В ночи неистовствовал лягушачий хор, из которого то и дело выделялись виртуозные дуэты, выводившие протяжные низкие рулады и серии легких придыханий и вскриков. Прерывисто дыша, ослепленные страстью, Левайн и Крошка Лютик, к своему удивлению, осознавали единение ночных певцов как нечто большее, чем обычные проявления близости: сплетение мизинцев, чоканье пивными кружками, добрососедские отношения в духе журнальчика «Макколл»{58}. Левайн в небрежно сдвинутой набок бейсбольной кепке на протяжении всего представления попыхивал сигарой, ощущая непроизвольное желание защитить девушку – еще не отданную на поругание Пасифаю{59}. Наконец, под неумолчное кваканье глупых лягушек, они опустились на матрац и легли, не касаясь друг друга.
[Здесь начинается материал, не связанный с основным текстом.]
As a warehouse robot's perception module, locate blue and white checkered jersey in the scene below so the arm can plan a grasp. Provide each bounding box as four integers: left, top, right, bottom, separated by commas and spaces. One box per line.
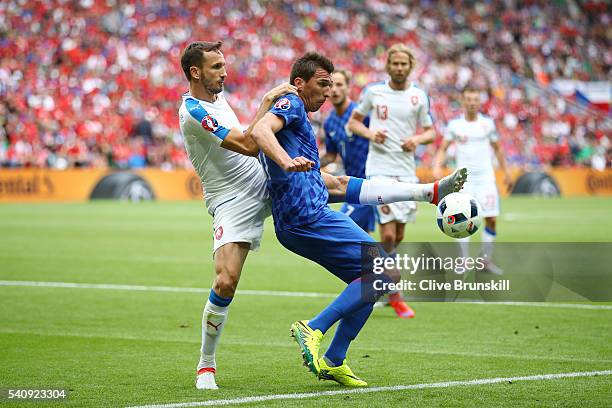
262, 94, 328, 231
355, 82, 433, 177
323, 102, 370, 178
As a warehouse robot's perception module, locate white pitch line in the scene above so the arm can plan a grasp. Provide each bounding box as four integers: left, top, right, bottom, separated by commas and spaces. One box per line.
0, 280, 612, 310
0, 280, 338, 298
128, 370, 612, 408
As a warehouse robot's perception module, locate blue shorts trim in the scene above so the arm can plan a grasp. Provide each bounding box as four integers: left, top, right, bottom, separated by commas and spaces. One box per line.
276, 210, 376, 283
340, 203, 376, 232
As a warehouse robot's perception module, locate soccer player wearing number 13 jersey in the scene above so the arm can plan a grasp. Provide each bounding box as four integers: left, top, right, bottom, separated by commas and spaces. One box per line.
348, 44, 435, 318
252, 53, 467, 387
434, 87, 512, 275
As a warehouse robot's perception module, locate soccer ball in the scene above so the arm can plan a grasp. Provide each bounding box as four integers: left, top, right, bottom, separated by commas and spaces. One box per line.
436, 193, 482, 238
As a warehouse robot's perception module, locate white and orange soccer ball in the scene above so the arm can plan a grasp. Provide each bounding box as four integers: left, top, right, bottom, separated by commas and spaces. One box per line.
436, 193, 482, 238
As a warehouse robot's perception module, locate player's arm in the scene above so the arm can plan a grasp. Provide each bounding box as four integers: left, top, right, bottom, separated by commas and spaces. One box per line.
221, 83, 297, 156
402, 94, 436, 152
251, 112, 314, 172
402, 126, 436, 152
433, 139, 451, 179
346, 109, 387, 143
319, 126, 338, 168
491, 141, 512, 191
319, 152, 338, 168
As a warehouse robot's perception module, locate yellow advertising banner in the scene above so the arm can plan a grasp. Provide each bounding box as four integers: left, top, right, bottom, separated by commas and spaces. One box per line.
0, 169, 202, 203
0, 168, 612, 203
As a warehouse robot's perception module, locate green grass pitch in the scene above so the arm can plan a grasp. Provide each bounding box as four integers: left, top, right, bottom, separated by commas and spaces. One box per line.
0, 198, 612, 407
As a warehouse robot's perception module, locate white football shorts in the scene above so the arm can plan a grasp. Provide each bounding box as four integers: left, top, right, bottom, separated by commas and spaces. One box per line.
461, 176, 499, 218
212, 195, 272, 254
369, 176, 419, 224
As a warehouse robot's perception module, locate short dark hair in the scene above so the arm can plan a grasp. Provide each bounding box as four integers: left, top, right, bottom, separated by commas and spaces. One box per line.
461, 84, 480, 95
334, 69, 351, 85
181, 41, 223, 81
289, 52, 334, 85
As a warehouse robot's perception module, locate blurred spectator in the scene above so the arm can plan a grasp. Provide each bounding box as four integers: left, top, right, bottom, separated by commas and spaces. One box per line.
0, 0, 612, 169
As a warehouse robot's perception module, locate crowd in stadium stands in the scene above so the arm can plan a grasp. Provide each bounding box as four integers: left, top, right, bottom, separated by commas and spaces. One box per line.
0, 0, 612, 169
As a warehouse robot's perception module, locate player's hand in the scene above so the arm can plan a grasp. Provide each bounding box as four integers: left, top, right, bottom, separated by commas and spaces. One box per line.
504, 172, 514, 192
283, 156, 314, 172
433, 167, 444, 180
372, 130, 387, 144
402, 136, 419, 152
263, 82, 297, 103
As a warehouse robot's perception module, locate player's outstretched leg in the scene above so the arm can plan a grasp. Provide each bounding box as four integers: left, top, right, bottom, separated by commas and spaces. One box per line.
291, 320, 323, 376
196, 289, 232, 390
431, 167, 467, 205
319, 303, 373, 387
196, 242, 250, 390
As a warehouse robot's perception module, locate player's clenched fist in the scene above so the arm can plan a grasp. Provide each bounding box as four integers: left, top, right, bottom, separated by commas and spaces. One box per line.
283, 156, 314, 172
263, 82, 297, 103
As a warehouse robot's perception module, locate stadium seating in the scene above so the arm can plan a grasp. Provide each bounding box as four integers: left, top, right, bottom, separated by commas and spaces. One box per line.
0, 0, 612, 169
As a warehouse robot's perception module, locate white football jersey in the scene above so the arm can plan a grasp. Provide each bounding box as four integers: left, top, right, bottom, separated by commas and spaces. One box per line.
355, 82, 433, 177
179, 93, 267, 214
444, 113, 499, 180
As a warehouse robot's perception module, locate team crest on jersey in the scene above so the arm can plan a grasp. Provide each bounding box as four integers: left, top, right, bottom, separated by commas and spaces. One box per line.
274, 98, 291, 110
215, 225, 223, 241
202, 115, 219, 132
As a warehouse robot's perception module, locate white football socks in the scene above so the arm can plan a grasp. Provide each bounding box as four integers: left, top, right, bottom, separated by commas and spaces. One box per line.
482, 228, 497, 262
198, 300, 229, 370
455, 237, 471, 258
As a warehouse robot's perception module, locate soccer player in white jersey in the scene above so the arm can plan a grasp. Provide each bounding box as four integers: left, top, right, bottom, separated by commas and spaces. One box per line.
179, 41, 466, 389
434, 87, 512, 274
348, 44, 435, 318
179, 41, 310, 389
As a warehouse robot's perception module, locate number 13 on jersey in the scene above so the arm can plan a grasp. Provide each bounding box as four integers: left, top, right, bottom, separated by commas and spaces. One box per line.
376, 105, 389, 120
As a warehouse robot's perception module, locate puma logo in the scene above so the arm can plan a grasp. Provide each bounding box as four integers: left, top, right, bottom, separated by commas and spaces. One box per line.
206, 320, 223, 330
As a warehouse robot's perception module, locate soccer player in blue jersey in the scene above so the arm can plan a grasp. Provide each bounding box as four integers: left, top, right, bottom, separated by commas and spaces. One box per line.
321, 70, 376, 232
251, 52, 466, 387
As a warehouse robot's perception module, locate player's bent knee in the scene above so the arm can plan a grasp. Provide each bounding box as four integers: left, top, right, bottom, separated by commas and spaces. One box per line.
214, 267, 240, 297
– Посреди великой смерти, – сказал Левайн, – маленькая смерть. – И добавил: – Ха. Звучит как заголовок в журнале «Лайф». В расцвете «Жизни» мы объяты смертью[4]. Господи.
Они вернулись в кампус, и, прощаясь у фургона, Левайн сказал:
– Увидимся на стоянке.
Она слабо улыбнулась.
– Заходи как-нибудь, когда освободишься, – сказала она и уехала.
Пикник и Бакстер играли в очко при свете фар.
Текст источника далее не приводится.